Risk-weighted or risk-prone?
Is the Fed finally getting tough on too-big-to-fail banks? As political pressure to address the issue of banks that pose a systemic risk to financial markets and the economy mounts -- "TBTF" has not been properly addressed by Dodd-Frank -- the central bank is now considering raising the floor on the equity-capital-to-total-assets ratio above the 3% mandated under the new Basel 3 international standards.

At issue is whether so-called "risk-weighted" assets are an appropriate measure of the size and risk of a bank's balance sheet. Under this framework, different types of assets, from Treasury bonds to corporate loans, are assigned weightings, according to their risk. This ultimately lowers total asset figures, as the following table demonstrates:

Company

Total Risk-Weighted Assets, Basel 3 as of March 31, 2012

Total Assets as of March 31, 2012

Bank of America (BAC -0.13%)

$1.388 trillion

$2.212 trillion

Citigroup (C -0.32%)

$1.449 trillion*

$1.944 trillion

Source: Company documents *Base 2.5, estimated.

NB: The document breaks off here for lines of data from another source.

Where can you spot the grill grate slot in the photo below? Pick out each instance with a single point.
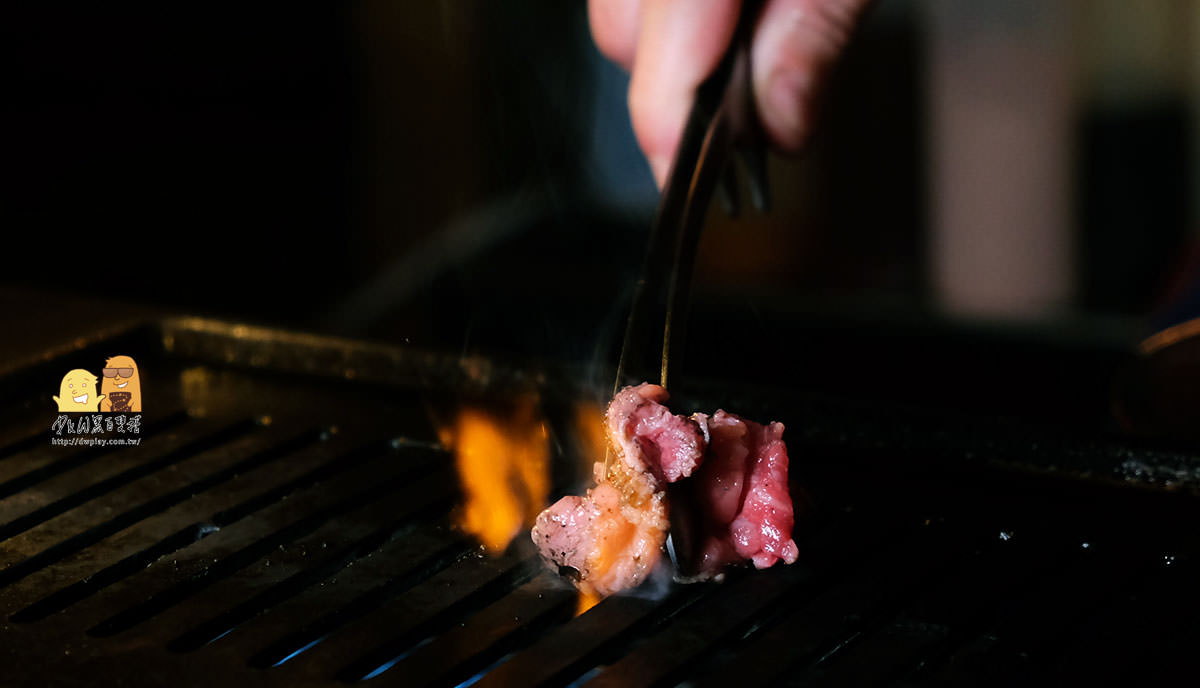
(193, 532)
(421, 614)
(487, 635)
(155, 430)
(88, 490)
(312, 574)
(99, 532)
(388, 564)
(420, 496)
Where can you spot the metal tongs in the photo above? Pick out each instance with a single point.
(723, 121)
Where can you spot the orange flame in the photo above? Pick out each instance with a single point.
(586, 602)
(503, 461)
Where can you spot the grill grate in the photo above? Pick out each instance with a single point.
(316, 548)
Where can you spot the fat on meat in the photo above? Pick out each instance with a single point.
(735, 470)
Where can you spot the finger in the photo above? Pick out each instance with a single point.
(678, 46)
(796, 46)
(615, 28)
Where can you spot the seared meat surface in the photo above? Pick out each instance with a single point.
(736, 471)
(742, 497)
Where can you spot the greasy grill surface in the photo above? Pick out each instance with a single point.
(274, 530)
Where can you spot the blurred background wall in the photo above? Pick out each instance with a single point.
(462, 174)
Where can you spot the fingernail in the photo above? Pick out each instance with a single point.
(785, 96)
(659, 167)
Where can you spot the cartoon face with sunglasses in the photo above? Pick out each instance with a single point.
(121, 386)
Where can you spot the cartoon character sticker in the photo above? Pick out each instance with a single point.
(121, 386)
(78, 392)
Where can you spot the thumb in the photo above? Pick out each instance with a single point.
(795, 48)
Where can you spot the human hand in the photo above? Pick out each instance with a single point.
(671, 46)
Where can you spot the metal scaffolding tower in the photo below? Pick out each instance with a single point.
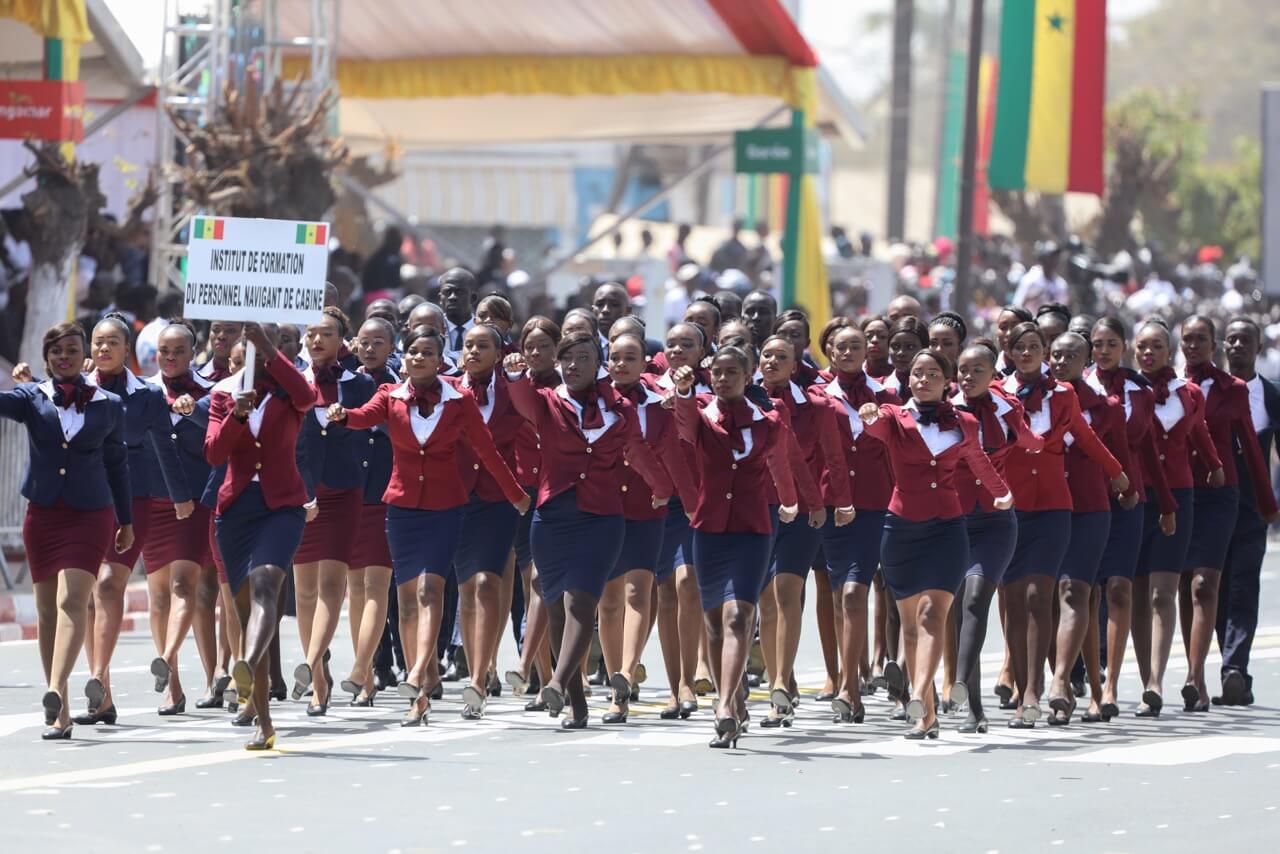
(220, 42)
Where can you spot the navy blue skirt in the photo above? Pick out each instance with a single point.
(252, 534)
(1216, 511)
(992, 538)
(574, 549)
(640, 547)
(1162, 553)
(923, 556)
(1042, 540)
(731, 566)
(853, 551)
(524, 553)
(1084, 552)
(423, 540)
(677, 542)
(488, 534)
(1124, 542)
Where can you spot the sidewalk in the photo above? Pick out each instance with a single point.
(18, 611)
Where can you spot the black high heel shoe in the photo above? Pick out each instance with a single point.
(169, 709)
(726, 734)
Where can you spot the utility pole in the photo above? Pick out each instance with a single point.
(969, 164)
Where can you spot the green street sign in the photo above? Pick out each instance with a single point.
(776, 150)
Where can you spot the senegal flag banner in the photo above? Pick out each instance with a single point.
(1052, 85)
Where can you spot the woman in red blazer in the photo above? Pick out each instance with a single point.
(992, 533)
(1230, 425)
(739, 447)
(924, 546)
(1109, 341)
(1179, 425)
(588, 432)
(1038, 482)
(851, 552)
(259, 515)
(426, 497)
(625, 612)
(489, 521)
(538, 342)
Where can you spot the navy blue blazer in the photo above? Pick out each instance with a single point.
(187, 433)
(90, 470)
(336, 455)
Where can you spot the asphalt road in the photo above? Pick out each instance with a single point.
(356, 781)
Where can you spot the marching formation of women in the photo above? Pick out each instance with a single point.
(426, 471)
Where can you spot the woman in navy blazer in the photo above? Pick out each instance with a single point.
(336, 480)
(155, 470)
(428, 421)
(260, 503)
(78, 471)
(924, 547)
(588, 432)
(177, 549)
(370, 576)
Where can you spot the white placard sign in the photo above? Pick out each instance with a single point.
(269, 270)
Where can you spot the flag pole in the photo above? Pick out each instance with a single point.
(969, 164)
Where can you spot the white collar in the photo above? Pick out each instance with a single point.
(405, 392)
(48, 388)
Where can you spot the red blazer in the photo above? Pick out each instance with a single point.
(1226, 412)
(270, 455)
(1174, 441)
(924, 485)
(1016, 435)
(871, 476)
(426, 475)
(504, 425)
(597, 469)
(1144, 470)
(1038, 480)
(812, 416)
(734, 493)
(1091, 493)
(658, 428)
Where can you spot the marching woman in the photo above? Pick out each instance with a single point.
(538, 342)
(426, 420)
(680, 612)
(739, 447)
(924, 546)
(489, 524)
(585, 428)
(77, 491)
(991, 531)
(851, 551)
(370, 576)
(336, 478)
(260, 515)
(1230, 425)
(1091, 526)
(625, 613)
(154, 466)
(1038, 483)
(223, 336)
(1147, 480)
(1179, 427)
(178, 548)
(812, 416)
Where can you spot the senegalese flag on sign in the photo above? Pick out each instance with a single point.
(206, 229)
(1052, 86)
(311, 234)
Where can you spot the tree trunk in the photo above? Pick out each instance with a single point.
(48, 296)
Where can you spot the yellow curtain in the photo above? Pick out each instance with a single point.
(643, 74)
(50, 18)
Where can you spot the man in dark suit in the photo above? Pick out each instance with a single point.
(1240, 584)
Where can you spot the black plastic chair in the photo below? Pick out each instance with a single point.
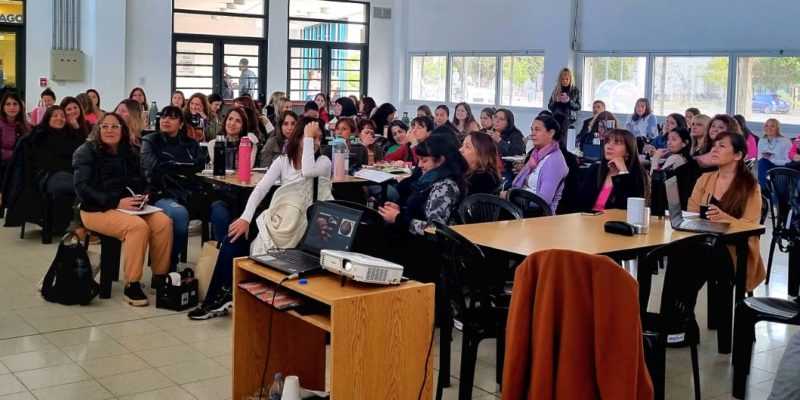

The concern of some politicians and analysts is that risk-weighted asset calculations depend on banks' internal risk models and assumptions that could allow banks to game the system by producing figures that understate the true risk of the bank. The 3% minimum ratio is based on total assets (unweighted), which cuts through this problem; unfortunately, the more prominent ratios cited under Basel 3 are based on risk-weighted numbers.

I've long written that the TBTF banks' capital requirements are insufficient. It's good to see that the Fed -- their main regulator -- is beginning to look at this problem more closely.